Soundtrack album by Julie Andrews
- Released: 5 May 2017
- Genre: Children's music, pop
- Label: Varèse Sarabande

Julie Andrews chronology
| At Her Very Best (2006) | Julie's Greenroom (2017) |  |

= Julie's Greenroom (soundtrack) =

Julie's Greenroom is the soundtrack album for the children's television series of the same name, starring Julie Andrews. The soundtrack was released digitally by Varèse Sarabande on April 14, 2017, and on CD on May 5, 2017. The album features performances by Julie Andrews, Giullian Yao Gioiello, and several guest stars, including Alec Baldwin, Carol Burnett, Ellie Kemper, Tituss Burgess, and David Hyde Pierce. The original score was composed by Ryan Shore.

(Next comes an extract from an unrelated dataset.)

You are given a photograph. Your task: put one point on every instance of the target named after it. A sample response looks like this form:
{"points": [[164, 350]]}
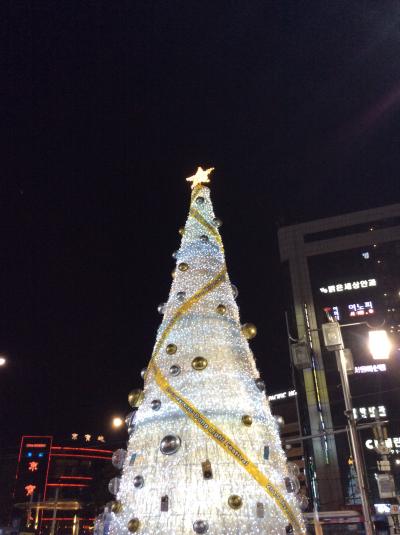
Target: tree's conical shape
{"points": [[205, 455]]}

The show, produced by The Jim Henson Company, focuses on teaching preschoolers about different aspects of the performing arts, using a mix of live-action, puppetry, and musical elements. All of the puppet characters, known as the Greenies, are guided by Julie Andrews' character, Miss Julie, and her assistant Gus, played by Giullian Yao Gioiello. Guest stars appear in various episodes, teaching lessons and often performing songs specifically crafted for the show.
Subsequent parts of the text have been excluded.